Databases are full of hidden information that can help to make important business decisions. Classification involves using an algorithm to find a model that describes a data class or concept (Han & Kamber, 2006). By identifying a series of predefined labels, items can be categorized into classes according to its attributes (e.g., age or income). Thus, it is a useful technique for identifying the characteristics of a new item. For example, in the case of a bank loan clerk, classification is useful for predicting whether loan applicants are a “safe” or “risky” investment for the bank based on the class that they belong to. Popular classification techniques include Decision Trees and Bayesian Networks.
Where classification is thought of as a supervised learning technique because it uses a set of predefined class labels, clustering is an unsupervised learning technique. Because no assumptions are made about the structure of the data, clustering can uncover previously hidden and unexpected trends or patterns. Clustering involves grouping items into “natural” clusters based on their similarities (Hand et al., 2001). Each item in a cluster is similar to those within its cluster, but dissimilar to those items in other clusters. In this way, clustering is commonly used to identify customer affinity groups with the aim of targeting with specialized marketing promotions (section 3.2.2). Common clustering techniques include K-means and Kohonen Networks.

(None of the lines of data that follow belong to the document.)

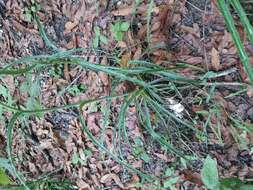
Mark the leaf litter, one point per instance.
(190, 32)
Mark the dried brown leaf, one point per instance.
(125, 11)
(108, 177)
(215, 59)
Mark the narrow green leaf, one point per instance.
(124, 26)
(209, 173)
(4, 178)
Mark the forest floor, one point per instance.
(188, 37)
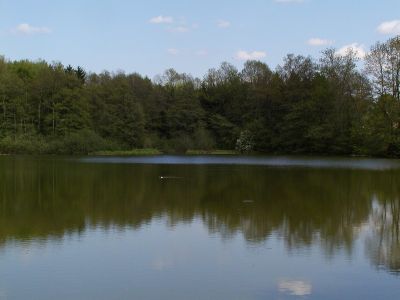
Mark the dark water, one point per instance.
(199, 228)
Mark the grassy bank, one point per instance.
(133, 152)
(143, 152)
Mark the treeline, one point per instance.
(324, 106)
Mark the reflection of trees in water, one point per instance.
(47, 198)
(383, 244)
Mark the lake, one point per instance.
(201, 227)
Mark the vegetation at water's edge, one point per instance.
(325, 106)
(133, 152)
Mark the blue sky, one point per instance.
(190, 36)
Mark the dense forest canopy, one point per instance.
(324, 106)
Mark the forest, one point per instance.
(331, 105)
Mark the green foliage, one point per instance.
(244, 143)
(304, 106)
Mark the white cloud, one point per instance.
(25, 28)
(201, 52)
(289, 1)
(180, 29)
(358, 49)
(319, 42)
(295, 288)
(173, 51)
(245, 55)
(161, 20)
(389, 27)
(223, 24)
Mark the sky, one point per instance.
(151, 36)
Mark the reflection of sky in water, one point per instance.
(157, 262)
(295, 287)
(273, 161)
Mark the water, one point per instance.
(175, 227)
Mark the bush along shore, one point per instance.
(334, 104)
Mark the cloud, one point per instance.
(161, 20)
(319, 42)
(173, 51)
(295, 288)
(289, 1)
(27, 29)
(389, 27)
(201, 52)
(179, 29)
(223, 24)
(245, 55)
(358, 49)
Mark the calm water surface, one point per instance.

Association rules are mainly used to find relationships between two or more items in a database. Association rules are expressed in the form (X→Y), where X and Y are both items. In a set of transactions, this means that those containing the items X, tend to contain the items Y. Such an association rule is usually measured by support and confidence, where the support is the percentage of both X and Y contained in all transactions and the confidence is calculated by dividing the number of transactions supporting the rule by the number of transactions supporting the rule body (Zhang, Gong & Kawamura, 2004). For example, this technique is commonly used to identify which items are regularly purchased together or to identify the navigational paths of users through an online store. The discovery of such relationships can help in many business decisions, such as customer shopping behavior analysis, recommendations, and catalog design (Han & Kamber, 2006).
Key Terms in this Chapter
Decision Tree: A visual representation of a decision problem that forms tree-like predictive models with the aim of helping people to make better decisions.
Self Organizing Map (SOM): An unsupervised neural network algorithm that results in a clustered neuron structure, where neurons with similar properties (values) are arranged in related areas on the map.
K-Means: A nonhierarchical clustering technique which splits data sets into K (a given number) subsets in a way that each subset is maximally compact.
Kohonen Networks: A type of unsupervised neural network used for finding patterns in input data without human intervention, consisting of Vector Quantization, Self-Organizing Map, and Learning Vector Quantization.
Neural Network: A computational approach inspired by simple models of the brain, consisting of nodes or neurons connected together in some sort of network.
Bayesian Classification: A type of classification algorithm, based on the statistical probability of a class and the features associated with that class.